The CFDA numbers listed are 93.121, 93.313, 93.846, and 93.855.
What do the CFDA numbers indicate?
They indicate the funding streams through which awards may be tracked, spanning NIH institutes and programs that support areas such as arthritis and musculoskeletal/skin diseases, research infrastructure and comparative medicine components, and other related health research areas.
When was this opportunity created, and what was the closing date?
The notice was created on March 31, 2021, and the original closing date was July 15, 2021.
Is this opportunity likely to be open or archived?
Based on the provided dates (created March 31, 2021; closing date July 15, 2021), it may be a historical or archived opportunity rather than an open solicitation.
Is the award ceiling provided in the information shown?
No. The award ceiling is not provided in the excerpt.
Is the expected number of awards provided?
No. The expected number of awards is not provided in the excerpt.
How are budgets typically structured for this kind of consortium core award?
The excerpt suggests that, because this is a cooperative agreement supporting consortium cores, budgets are often structured around defined deliverables, staffing, platform operations, and consortium support needs rather than small investigator-led project budgets.
What is the overall goal for data and analytics in this program?
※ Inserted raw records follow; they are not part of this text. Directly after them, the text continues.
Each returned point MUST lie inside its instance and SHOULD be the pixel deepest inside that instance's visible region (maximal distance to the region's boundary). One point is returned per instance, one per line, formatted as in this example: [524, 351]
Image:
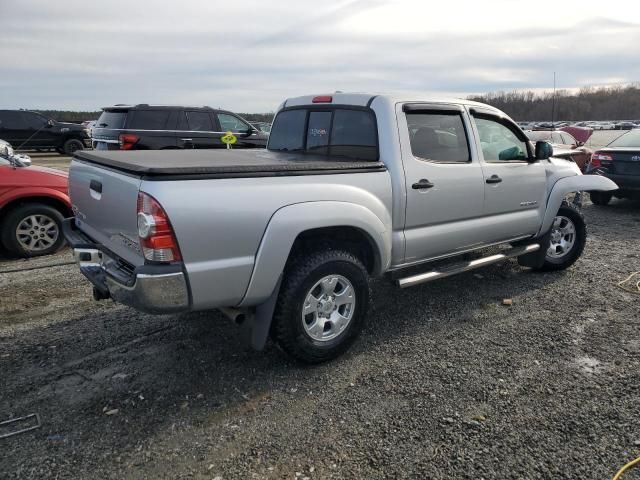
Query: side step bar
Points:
[466, 266]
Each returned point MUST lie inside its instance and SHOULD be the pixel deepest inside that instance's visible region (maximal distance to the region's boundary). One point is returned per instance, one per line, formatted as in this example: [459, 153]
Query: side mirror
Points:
[6, 151]
[544, 150]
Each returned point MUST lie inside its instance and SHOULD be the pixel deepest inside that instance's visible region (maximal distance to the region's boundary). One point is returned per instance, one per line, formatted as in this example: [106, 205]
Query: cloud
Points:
[250, 55]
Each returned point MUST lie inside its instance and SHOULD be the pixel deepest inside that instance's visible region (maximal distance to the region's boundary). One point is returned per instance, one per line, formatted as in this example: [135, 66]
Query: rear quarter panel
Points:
[220, 223]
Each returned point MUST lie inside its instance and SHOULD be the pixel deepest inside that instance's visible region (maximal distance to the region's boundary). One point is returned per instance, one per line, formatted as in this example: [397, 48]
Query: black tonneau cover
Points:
[167, 164]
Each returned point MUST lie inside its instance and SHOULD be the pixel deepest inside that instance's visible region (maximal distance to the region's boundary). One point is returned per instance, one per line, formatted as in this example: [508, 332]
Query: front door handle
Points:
[422, 184]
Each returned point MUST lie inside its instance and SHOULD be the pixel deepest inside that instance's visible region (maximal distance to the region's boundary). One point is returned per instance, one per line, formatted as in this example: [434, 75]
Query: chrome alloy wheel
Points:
[563, 237]
[37, 232]
[328, 308]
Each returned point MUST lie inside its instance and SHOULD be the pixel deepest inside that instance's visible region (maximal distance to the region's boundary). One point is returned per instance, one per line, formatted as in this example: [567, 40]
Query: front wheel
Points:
[322, 305]
[32, 230]
[567, 239]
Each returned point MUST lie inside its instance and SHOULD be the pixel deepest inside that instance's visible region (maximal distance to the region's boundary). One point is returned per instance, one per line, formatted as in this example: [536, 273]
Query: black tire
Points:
[15, 217]
[300, 276]
[72, 145]
[600, 198]
[572, 254]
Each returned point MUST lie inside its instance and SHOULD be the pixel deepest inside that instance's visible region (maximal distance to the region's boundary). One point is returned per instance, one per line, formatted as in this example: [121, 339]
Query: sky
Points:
[249, 55]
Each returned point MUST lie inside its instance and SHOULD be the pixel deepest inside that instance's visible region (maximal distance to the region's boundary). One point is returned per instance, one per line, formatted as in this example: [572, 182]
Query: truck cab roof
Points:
[367, 99]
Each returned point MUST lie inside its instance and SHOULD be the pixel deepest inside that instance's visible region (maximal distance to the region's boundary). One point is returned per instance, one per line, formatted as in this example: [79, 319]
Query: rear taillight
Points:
[598, 157]
[157, 239]
[127, 141]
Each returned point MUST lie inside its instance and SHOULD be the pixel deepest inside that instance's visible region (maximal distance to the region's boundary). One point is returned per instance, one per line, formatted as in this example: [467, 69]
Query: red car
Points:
[33, 203]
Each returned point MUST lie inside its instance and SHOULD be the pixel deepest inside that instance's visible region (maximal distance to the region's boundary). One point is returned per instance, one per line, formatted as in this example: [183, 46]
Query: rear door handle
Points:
[96, 186]
[422, 184]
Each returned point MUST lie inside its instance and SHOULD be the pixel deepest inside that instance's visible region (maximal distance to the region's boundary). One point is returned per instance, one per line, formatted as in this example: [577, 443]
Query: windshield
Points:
[631, 139]
[538, 136]
[112, 119]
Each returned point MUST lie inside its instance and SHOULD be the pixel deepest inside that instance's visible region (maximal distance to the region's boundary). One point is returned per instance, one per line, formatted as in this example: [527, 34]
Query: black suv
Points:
[30, 130]
[158, 127]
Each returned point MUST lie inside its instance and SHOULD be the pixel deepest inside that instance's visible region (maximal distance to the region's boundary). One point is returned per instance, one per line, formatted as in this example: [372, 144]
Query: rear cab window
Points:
[438, 136]
[149, 119]
[341, 132]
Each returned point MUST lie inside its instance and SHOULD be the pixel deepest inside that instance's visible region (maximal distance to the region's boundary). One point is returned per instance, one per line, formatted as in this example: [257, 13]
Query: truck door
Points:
[444, 181]
[515, 187]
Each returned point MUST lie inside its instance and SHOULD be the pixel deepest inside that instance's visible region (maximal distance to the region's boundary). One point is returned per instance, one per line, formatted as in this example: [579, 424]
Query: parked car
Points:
[564, 144]
[262, 126]
[624, 126]
[158, 127]
[351, 186]
[30, 130]
[33, 203]
[619, 161]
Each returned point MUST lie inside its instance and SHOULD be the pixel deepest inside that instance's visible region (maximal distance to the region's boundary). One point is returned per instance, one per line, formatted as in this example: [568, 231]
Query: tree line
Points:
[78, 117]
[589, 103]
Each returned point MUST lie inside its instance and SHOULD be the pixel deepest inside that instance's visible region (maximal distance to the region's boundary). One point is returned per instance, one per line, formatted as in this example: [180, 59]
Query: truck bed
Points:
[169, 164]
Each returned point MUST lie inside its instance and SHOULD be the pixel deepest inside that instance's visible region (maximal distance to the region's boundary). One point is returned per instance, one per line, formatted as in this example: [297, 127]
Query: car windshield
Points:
[538, 136]
[631, 139]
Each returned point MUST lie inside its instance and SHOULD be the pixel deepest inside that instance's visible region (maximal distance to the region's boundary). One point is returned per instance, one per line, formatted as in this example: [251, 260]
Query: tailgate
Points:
[625, 162]
[105, 205]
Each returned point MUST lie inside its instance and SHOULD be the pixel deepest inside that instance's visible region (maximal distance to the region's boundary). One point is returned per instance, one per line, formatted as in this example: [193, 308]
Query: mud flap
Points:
[256, 327]
[536, 259]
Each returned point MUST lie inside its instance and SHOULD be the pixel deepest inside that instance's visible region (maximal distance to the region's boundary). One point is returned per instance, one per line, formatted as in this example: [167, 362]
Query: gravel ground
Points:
[446, 382]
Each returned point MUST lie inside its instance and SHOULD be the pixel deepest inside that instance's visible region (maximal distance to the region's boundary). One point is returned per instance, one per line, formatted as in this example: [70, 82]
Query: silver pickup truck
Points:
[352, 186]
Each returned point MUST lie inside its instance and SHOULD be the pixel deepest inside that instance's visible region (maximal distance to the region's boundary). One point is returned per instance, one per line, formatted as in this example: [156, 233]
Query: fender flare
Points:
[290, 221]
[576, 183]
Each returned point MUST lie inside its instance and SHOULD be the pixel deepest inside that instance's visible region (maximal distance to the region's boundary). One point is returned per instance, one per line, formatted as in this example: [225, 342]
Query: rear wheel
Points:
[322, 305]
[32, 230]
[567, 239]
[600, 198]
[72, 145]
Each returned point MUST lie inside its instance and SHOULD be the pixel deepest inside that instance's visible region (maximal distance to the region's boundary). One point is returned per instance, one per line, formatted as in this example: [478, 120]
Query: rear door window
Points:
[287, 133]
[339, 132]
[200, 121]
[149, 119]
[354, 135]
[438, 137]
[112, 119]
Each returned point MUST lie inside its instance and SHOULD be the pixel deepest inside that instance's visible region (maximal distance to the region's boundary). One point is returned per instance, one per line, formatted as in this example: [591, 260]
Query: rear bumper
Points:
[148, 288]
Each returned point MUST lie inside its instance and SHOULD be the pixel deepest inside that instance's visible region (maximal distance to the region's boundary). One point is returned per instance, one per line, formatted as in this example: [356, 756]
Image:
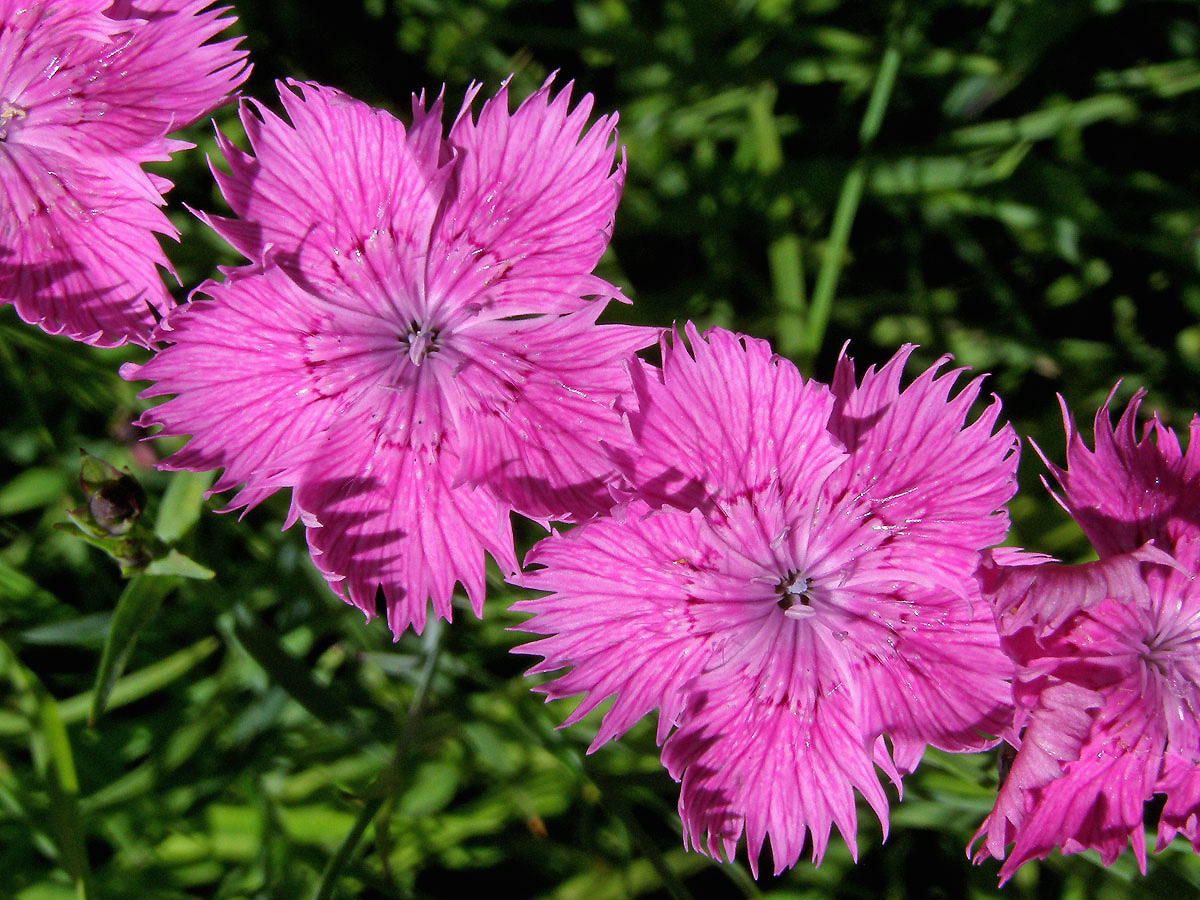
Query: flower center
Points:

The goal is to generate and analyze complex biomedical data in ways that are standardized, high-quality, reproducible, and harmonized across sites so outputs are more easily integrated, compared, and used across the AMP partnership.
What types of organizations are a good fit for applying?
Organizations that can run high-reliability, high-capacity technology and analytics operations and/or provide centralized consortium management are a strong fit, especially those able to support multiple teams and sites with consistent processes and coordinated execution.
What is the relationship to the broader AMP consortium?
The infrastructure funded here is intended to serve multiple project teams within AMP. Awardees should expect their TAC and/or RMU functions to integrate with consortium-wide standards, timelines, and coordination needs, working closely with NIH and other AMP partners.